As I browsed through the CD containing the presentations for the Shingo Prize conference, I happened to read the paragraph we submitted as an exhibitor:
“The Society of Manufacturing Engineers is dedicated to bringing people and information together to advance manufacturing knowledge. We are internationally recognized by manufacturing practitioners, companies and other organizations as their source for information, education and networking. Through our member services, publications, events, professional development resources and chapter and technical community networking activities, our Society keeps professionals up to date on trends and technologies. Through recognition activities and industry alliances, we promote an increased awareness of manufacturing engineering and advocate for improvements and investments in education.”
I seem to be unable to look at a piece of writing without critiquing it or trying to improve it. This makes me miserable, because no one asks me to do it, and no one’s all that interested in knowing how I’d rewrite something, except some of the newsletter authors, who know what they are in for. And, after all, who crowned me arbiter of all things written?
Nevertheless, something really bothered me about the paragraph, something more than that it was too long. It’s more or less the same paragraph I’ve seen or written for almost 20 years.
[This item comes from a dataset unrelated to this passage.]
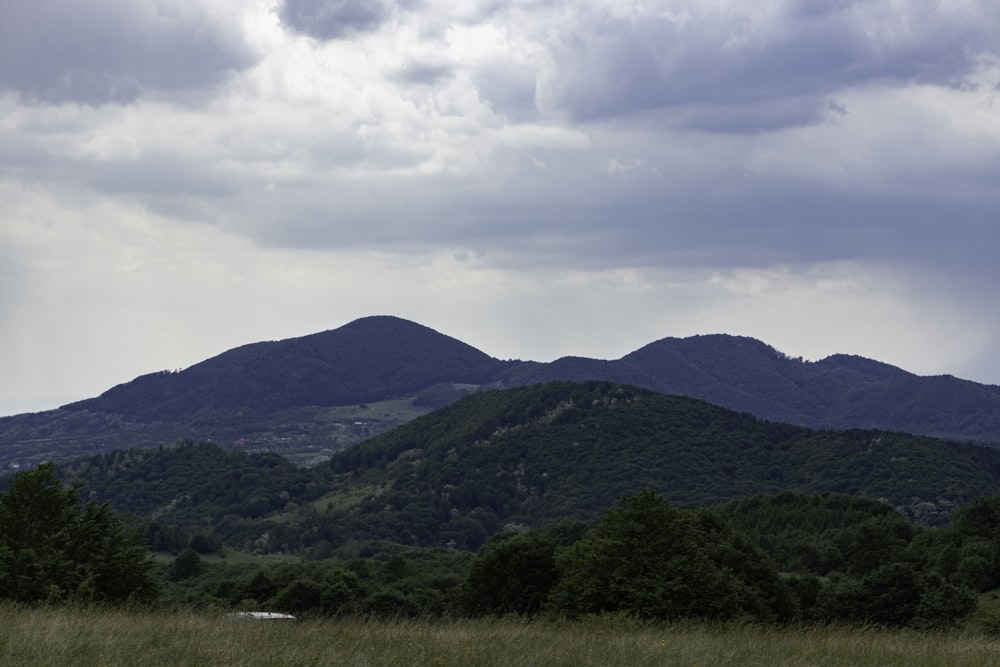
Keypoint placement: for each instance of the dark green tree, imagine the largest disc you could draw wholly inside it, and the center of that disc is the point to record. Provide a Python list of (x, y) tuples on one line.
[(511, 575), (651, 561), (52, 548)]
So what’s wrong with it?
It suddenly seems wrong because I’ve changed, not paragraph describing SME. Lean has pushed me toward a greater focus on people, even if I thought I was pretty respectful in the first place.
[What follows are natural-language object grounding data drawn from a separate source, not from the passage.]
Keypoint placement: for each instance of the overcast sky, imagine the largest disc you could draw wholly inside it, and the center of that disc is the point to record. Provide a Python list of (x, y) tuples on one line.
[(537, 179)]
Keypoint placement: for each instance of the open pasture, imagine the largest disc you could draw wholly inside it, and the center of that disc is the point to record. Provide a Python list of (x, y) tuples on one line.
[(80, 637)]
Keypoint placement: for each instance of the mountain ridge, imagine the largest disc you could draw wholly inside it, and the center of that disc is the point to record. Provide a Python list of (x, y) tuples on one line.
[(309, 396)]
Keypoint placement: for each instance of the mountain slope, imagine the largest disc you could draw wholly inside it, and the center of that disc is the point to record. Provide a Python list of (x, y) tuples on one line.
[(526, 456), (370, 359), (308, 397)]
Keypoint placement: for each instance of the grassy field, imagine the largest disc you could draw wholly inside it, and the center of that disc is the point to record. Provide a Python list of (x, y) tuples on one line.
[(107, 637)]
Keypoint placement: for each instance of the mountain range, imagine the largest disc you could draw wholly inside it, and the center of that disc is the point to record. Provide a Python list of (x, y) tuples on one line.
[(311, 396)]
That paragraph betrays the headquarters-centric mindset many of us in the Ivory Tower in Dearborn hold. “We” bring in the money, conduct the events, publish the magazines and books, and generally create value – or so we’ve thought.
Let’s do some parsing –
The Society of Manufacturing Engineers is dedicated to bringing people and information together to advance manufacturing knowledge. What does “Society of Manufacturing Engineers” mean here? Is it the people at headquarters who decide how to bring people and information together? Or the members who use an organization as a gathering point for sharing knowledge?
If it’s HQ staff, does it matter much if they are “dedicated”? Or does “dedicated” refer to the collective will and purpose of the members of the SME? Does a thing – an organizational entity -- feel dedication about some worthy activity? Could it be that people have dedicated the formation of an organization to a purpose?
Moving on in our sentence, facilitating the sharing of knowledge that takes place where people or information is gathered is a pretty useful thing. If the focus changes to the people who have knowledge and to share, maybe this could say, “Manufacturing professionals come together to share knowledge and pool information through the Society of Manufacturing Engineers, advancing the practice of manufacturing.” I’m not satisfied that that’s the best sentence yet, but I consider it an improvement. It’s a start.
My posts get too long, so I’ll stop here for now. But how would you open this paragraph?